El texto anterior no es parte de la crónica de la tragedia ocurrida en la mina San José el 5 de agosto pasado, a 45 kilómetros de Copiapó, en la Región de Atacama. Es el fragmento del cuento “El Chiflón del Diablo” escrito por Baldomero Lillo hace 106 años.

LAS CIRCUNSTANCIAS Y LOS CRIMINALES

Los dueños de la Compañía Minera San Sebastián, de cuya órbita es la mina San José, son Marcelo Kemeny Füller (40 % de la propiedad) y Alejandro Bohn (60 %). El primero intentó vender infructuosamente el yacimiento de cobre y oro el año pasado. El fundador de la empresa fue su padre, Georges Kemeny Latay que, según miembros de la Sociedad Nacional de Minería, le dio “impulso” a la faena, cuya explotación tiene más de doscientos años. Ahora el directorio está formado por el gerente de la empresa, Pedro Simonevic; vicepresidente ejecutivo, Marcelo Kemeny; el gerente general, Alejandro Bohn; subpresidente Planta Tierra Amarilla, Marcelo Rodríguez; subpresidente Planta Copiapó, Víctor Lamas; y el jefe de abastecimiento, Jaime Cerón. Sin embargo, uno de los dueños, Marcelo Kemeny no dio señales de vida hasta el viernes 13 de agosto, 9 días después de los hechos.. Al respecto, Rafael Peña, hermano de uno de los 33 mineros enterrados desde las 14:00 hrs. el 5 de agosto, señaló que “Acá ni siquiera lo conocen, nunca aparece. Esto es para la risa, que el dueño no aparezca para nada”.

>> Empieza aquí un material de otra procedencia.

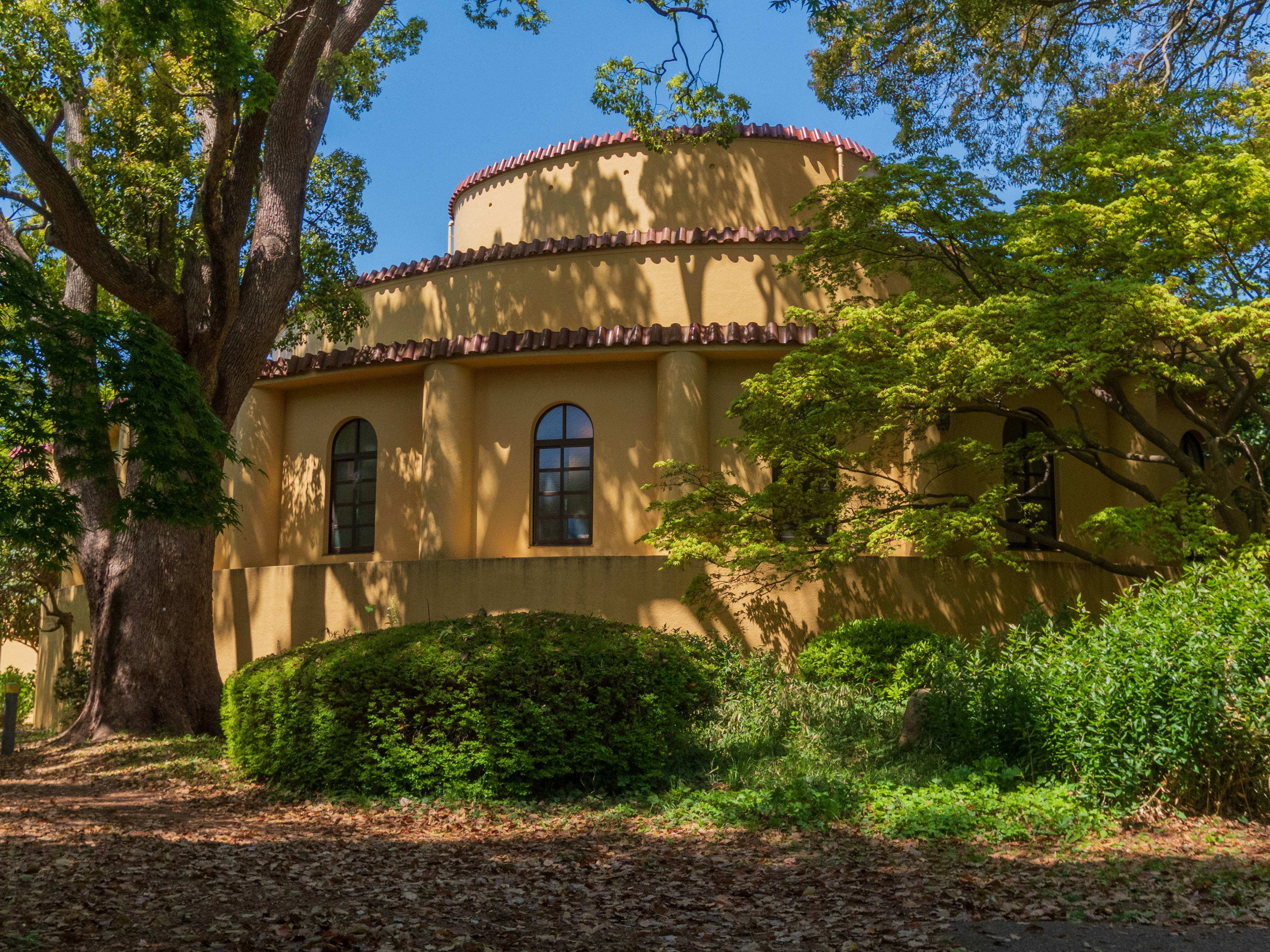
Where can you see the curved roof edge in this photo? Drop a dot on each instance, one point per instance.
(581, 243)
(529, 341)
(615, 139)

En una burda maniobra comunicacional –que debe estar muy bien pagada-, Alejandro Bohn y Marcelo Kemeny el viernes 13 aparecieron al mismo tiempo y diciendo prácticamente lo mismo, en las portadas de El Mercurio y La Tercera. Sueltos de cuerpo y con casacas rojas iguales a las que visten las autoridades piñeristas, por una parte, Bohn dijo lo que todo responsable de un accidente de estas proporciones debe decir correctamente: “…nuestra única prioridad han sido nuestros trabajadores y sus familias”, mientras, por otro lado, ante las sospechas de sus relaciones políticas para reabrir una mina inexplotable, Kemeny afirmó con inocencia que “Somos una hormiga, no tenemos capacidad para eso.” Sobre este dicho, la comunidad nacional, los familiares y los dirigentes mineros deben estar muy de acuerdo, pero en un sentido totalmente distinto. El lavado de imagen de los propietarios del yacimiento San José suena a pobre y desesperada estrategia mediática para procurar salvar ilesos de sus responsabilidades. Pero los trabajadores y la gente no son imbéciles.

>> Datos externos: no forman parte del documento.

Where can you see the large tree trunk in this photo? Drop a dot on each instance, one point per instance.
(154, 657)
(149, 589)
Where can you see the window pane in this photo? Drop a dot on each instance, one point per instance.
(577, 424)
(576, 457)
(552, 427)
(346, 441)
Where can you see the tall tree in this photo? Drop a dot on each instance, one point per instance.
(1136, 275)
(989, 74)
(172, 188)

Según el Ingeniero en Minas, Agustín Holgado, quien se desempeñó por más de 10 años en la zona de Copiapó, “Para nadie de la zona resultó una sorpresa el accidente, mucho menos para los fiscalizadores. Son innumerables los incumplimientos de la Minera San Esteban con la seguridad de los trabajadores, así como también con la legalidad ambiental. Baste decir que la reglamentación de seguridad que fiscaliza el Servicio Nacional de Geología y Minería (Sernageomin), obliga a la minería subterránea a contar con al menos dos accesos alternativos a todas las labores, pero al parecer hay autoridades y empresas que están por encima de la ley.” El ingeniero indicó que en 2004 la Corte de Apelaciones rechazó un recurso de protección interpuesto por el sindicato en contra de la empresa y Sernageomin producto de la muerte del trabajador Pedro González Rojas, luego de un desprendimiento de roca en la mina San José. En julio de 2010, el minero Gino Cortés sufrió un grave accidente donde perdió una de sus piernas, una vez que un planchón (roca desprendida en la galería de acceso) le cayó encima cuando se desplazaba para almorzar. ¿Qué fuerzas permiten la apertura de un yacimiento extraordinariamente peligroso?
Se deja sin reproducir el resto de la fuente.